SARS-CoV-2 and other sarbecoviruses continue to threaten humanity, highlighting the need to characterize common mechanisms of viral immune evasion for pandemic preparedness. Cytotoxic lymphocytes are vital for antiviral immunity and express NKG2D, an activating receptor conserved among mammals that recognizes infection-induced stress ligands (e.g., MIC-A/B). We found that SARS-CoV-2 evades NKG2D recognition by surface downregulation of MIC-A/B via shedding, observed in human lung tissue and COVID-19 patient serum. Systematic testing of SARS-CoV-2 proteins revealed that ORF6, an accessory protein uniquely conserved among sarbecoviruses, was responsible for MIC-A/B downregulation via shedding. Further investigation demonstrated that natural killer (NK) cells efficiently killed SARS-CoV-2-infected cells and limited viral spread. However, inhibition of MIC-A/B shedding with a monoclonal antibody, 7C6, further enhanced NK-cell activity toward SARS-CoV-2-infected cells. Our findings unveil a strategy employed by SARS-CoV-2 to evade cytotoxic immunity, identify the culprit immunevasin shared among sarbecoviruses, and suggest a potential novel antiviral immunotherapy.

Keywords: COVID-19; MIC-A/B; NK cells; NKG2D; SARS-CoV-2; cytotoxic; lymphocytes; sarbecoviruses.

Figure 1:. SARS-CoV-2 downregulates MIC-A/B and other NKG2D ligands from the cell surface.

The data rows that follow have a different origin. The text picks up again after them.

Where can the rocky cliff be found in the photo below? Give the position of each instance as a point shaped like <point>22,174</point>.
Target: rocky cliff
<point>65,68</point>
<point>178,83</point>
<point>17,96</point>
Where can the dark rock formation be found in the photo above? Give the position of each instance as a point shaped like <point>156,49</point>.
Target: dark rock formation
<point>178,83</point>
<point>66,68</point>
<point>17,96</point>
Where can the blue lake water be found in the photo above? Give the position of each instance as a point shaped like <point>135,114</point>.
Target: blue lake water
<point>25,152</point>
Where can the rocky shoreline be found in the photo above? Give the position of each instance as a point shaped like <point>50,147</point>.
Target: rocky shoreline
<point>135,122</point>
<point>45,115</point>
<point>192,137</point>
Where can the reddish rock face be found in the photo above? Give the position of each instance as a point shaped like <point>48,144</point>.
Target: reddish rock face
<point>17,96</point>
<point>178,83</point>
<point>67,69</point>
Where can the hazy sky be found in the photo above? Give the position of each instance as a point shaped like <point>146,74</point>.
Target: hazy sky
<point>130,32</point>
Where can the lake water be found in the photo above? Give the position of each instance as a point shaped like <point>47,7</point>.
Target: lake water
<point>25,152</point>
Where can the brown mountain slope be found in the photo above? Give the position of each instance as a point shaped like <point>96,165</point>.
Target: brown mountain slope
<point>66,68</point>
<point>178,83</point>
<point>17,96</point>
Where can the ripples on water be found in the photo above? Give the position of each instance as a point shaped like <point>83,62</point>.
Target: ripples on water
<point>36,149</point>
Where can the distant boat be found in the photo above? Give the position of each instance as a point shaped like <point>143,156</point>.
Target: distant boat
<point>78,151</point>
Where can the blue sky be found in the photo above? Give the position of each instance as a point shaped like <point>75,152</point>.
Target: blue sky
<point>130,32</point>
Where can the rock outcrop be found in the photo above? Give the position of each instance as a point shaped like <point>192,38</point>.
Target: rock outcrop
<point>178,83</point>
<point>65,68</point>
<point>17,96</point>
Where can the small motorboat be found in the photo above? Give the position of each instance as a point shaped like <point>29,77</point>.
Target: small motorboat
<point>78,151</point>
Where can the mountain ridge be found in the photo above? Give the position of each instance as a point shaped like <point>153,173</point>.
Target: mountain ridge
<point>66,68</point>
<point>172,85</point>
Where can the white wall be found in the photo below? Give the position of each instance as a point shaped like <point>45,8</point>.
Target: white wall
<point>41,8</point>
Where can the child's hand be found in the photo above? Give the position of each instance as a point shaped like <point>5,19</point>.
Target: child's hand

(A) Schematic of A549-ACE2 cells infected or non-infected with SARS-CoV-2 to generate a mix of infected and bystander cells for NKG2D ligand staining. (B) Surface binding of NKG2D-Fc and antibodies against NKG2D ligands in non-infected A549-ACE2 cells measured by flow cytometry. Representative histograms show unstained and stained A549-ACE2 cells and bar graph shows aggregate data. Relative median fluorescence intensity (RMdFI) was calculated for n = 3 technical replicates. (C) A549-ACE2 cells subjected to wild-type SARS-CoV-2 infection or no infection, stained with NKG2D-Fc or MIC-A/B, MIC-A, and ULBP-2/5/6 antibodies and intracellular SARS-CoV-2 nucleocapsid at 48 h post-infection (hpi). Representative flow plots and histograms and bar graphs of aggregate data are shown with unstained control included. Median fluorescence intensity (MdFI) is shown for n = 3 – 8 replicates pooled from two experiments. (D) MIC-A/B surface expression in A549-ACE2 cells that were not infected or were subjected to wild-type SARS-CoV-2 infection and classified as infected (nucleocapsid⁺) or bystander (nucleocapsid⁻) cells within the same well at 48 hpi. A high infection frequency (>75% nucleocapsid⁺ cells) was used. Bars indicate mean of n = 4 replicates pooled from two experiments. (E) MIC-A/B surface expression on infected and bystander cells is shown for different SARS-CoV-2 variants at 48 hpi. A low-to-moderate infection frequency (5–30% nucleocapsid⁺ cells) was achieved by infecting a 1:1 mixture of A549-ACE2 cells and infection-resistant A549 cells (no ACE2 overexpression). Relative MdFI is expressed as a percentage (%, RMdFI) for n = 3 technical replicates. (B-E) One-way ANOVA (parametric) (B-D) or repeated measures one-way ANOVA (E) was performed with correction for multiple comparisons, statistical significance is denoted as follows: **** p < 0.0001, *** p < 0.001, ** p < 0.01, and * p < 0.05. Bars and error bars indicate mean ± SD. See also Figure S1.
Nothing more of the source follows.